Mas ele de repente acabou com a âncora cambial em 15 de janeiro, uma semana antes de o Banco CENTRAL Europeu (BCE) anunciar que em breve começaria a comprar títulos de dívidas soberanas como parte de um programa de estímulo à economia. Rapidamente o franco suíço teve uma valorização de 30% em relação ao euro. Os problemas econômicos da zona do euro e a condição de porto seguro da Suíça atraíram muito dinheiro para o país. Isso valorizou o franco em relação ao euro, em detrimento das exportações suíças. A economia suíça está agora pagando o preço: em janeiro o índice de preços ao consumidor (CPI, na sigla em inglês) caiu 0,5% em relação ao mesmo período do ano passado.
Então, porque o Banco CENTRAL suíço parou com a âncora? Seu presidente, Thomas Jordan, disse que a âncora já serviu aos seus propósitos e, além disso, mantê-la não seria sensato no longo prazo.
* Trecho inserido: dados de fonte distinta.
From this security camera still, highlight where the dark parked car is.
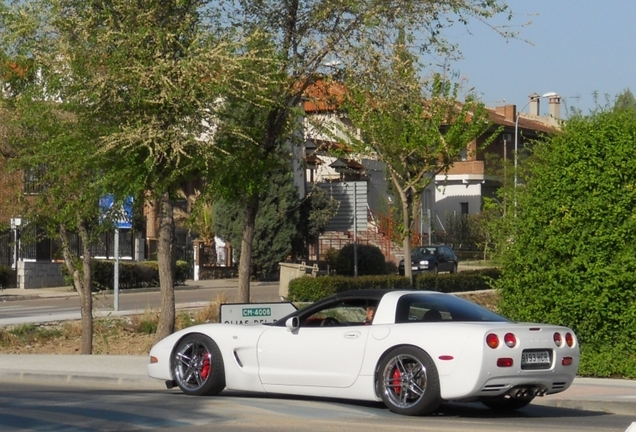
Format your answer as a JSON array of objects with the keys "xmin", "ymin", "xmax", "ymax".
[{"xmin": 398, "ymin": 245, "xmax": 458, "ymax": 275}]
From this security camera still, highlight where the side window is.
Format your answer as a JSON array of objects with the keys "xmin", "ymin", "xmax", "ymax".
[
  {"xmin": 302, "ymin": 301, "xmax": 368, "ymax": 327},
  {"xmin": 395, "ymin": 298, "xmax": 450, "ymax": 323}
]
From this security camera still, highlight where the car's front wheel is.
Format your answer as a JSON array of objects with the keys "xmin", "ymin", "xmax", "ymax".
[
  {"xmin": 171, "ymin": 333, "xmax": 225, "ymax": 396},
  {"xmin": 377, "ymin": 346, "xmax": 441, "ymax": 416},
  {"xmin": 481, "ymin": 395, "xmax": 534, "ymax": 411}
]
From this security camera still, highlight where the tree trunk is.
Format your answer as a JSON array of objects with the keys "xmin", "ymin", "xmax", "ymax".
[
  {"xmin": 155, "ymin": 191, "xmax": 176, "ymax": 342},
  {"xmin": 59, "ymin": 221, "xmax": 93, "ymax": 354},
  {"xmin": 237, "ymin": 195, "xmax": 259, "ymax": 303},
  {"xmin": 402, "ymin": 199, "xmax": 413, "ymax": 282}
]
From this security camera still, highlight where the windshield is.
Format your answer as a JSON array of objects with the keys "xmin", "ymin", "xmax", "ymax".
[{"xmin": 411, "ymin": 247, "xmax": 437, "ymax": 257}]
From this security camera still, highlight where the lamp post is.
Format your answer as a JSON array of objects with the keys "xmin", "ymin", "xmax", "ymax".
[{"xmin": 514, "ymin": 92, "xmax": 557, "ymax": 209}]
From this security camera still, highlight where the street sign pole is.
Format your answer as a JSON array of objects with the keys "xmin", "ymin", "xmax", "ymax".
[{"xmin": 114, "ymin": 227, "xmax": 119, "ymax": 311}]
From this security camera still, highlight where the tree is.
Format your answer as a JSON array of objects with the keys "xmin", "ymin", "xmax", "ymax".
[
  {"xmin": 0, "ymin": 6, "xmax": 118, "ymax": 353},
  {"xmin": 31, "ymin": 0, "xmax": 250, "ymax": 342},
  {"xmin": 498, "ymin": 108, "xmax": 636, "ymax": 377},
  {"xmin": 214, "ymin": 166, "xmax": 300, "ymax": 280},
  {"xmin": 342, "ymin": 32, "xmax": 493, "ymax": 279},
  {"xmin": 291, "ymin": 185, "xmax": 340, "ymax": 261},
  {"xmin": 210, "ymin": 0, "xmax": 514, "ymax": 299},
  {"xmin": 613, "ymin": 88, "xmax": 636, "ymax": 112}
]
Não acho essas explicações convincentes. Os cortes nas taxas de juros que acompanharam o anúncio do fim da âncora foram bem pequenos e não deverão manter o dinheiro fora da Suíça.
Terá sido o Banco CENTRAL suíço pressionado por seus pares para parar de manipular o franco? Certamente os clientes estrangeiros das instituições financeiras suíças não ficariam satisfeitos se o franco seguisse a queda do euro após o anúncio do afrouxamento quantitativo pelo BCE, que o Banco CENTRAL suíço certamente sabia que estava para acontecer.
A Dinamarca também tem a coroa atrelada ao euro. As exportações chegaram a 54% do PIB no quarto trimestre de 2014, sendo que grande parte delas foi para países da zona do euro. Com o euro em queda antes e depois do anúncio do BCE em janeiro, e a Suíça acabando com sua âncora cambial, o BC da Dinamarca está lutando para impedir que a coroa dinamarquesa tenha uma valorização acima dos 7,6 coroas por euro (ela pode flutuar 2,25% acima e abaixo disso).
Em 5 de fevereiro, o Banco CENTRAL dinamarquês cortou as taxas de juros pela quarta vez em três semanas, para -0,75%. Em janeiro, a autoridade vendeu um volume recorde de coroas – o equivalente a 9% da economia da Dinamarca. No mês passado, as reservas internacionais do Banco CENTRAL aumentaram 173 bilhões de coroas, para 737 bilhões de coroas (US$ 111 bilhões). Seu presidente, Lars Rohde, disse que o Banco CENTRAL “tem os instrumentos necessários para defender a política de câmbio fixo pelo tempo que for necessário”.
Ao contrário da Suíça, a Dinamarca não tem um setor financeiro internacional enorme com que se preocupar, na medida em que sua moeda perde valor juntamente com o euro. Portanto, imagino que os dinamarqueses vão favorecer seu setor exportador e manter a coroa indexada.
Chame isso de manipulação do câmbio ou política econômica doméstica, mas a Dinamarca e quase todos os países do mundo querem que suas moedas fiquem mais baratas.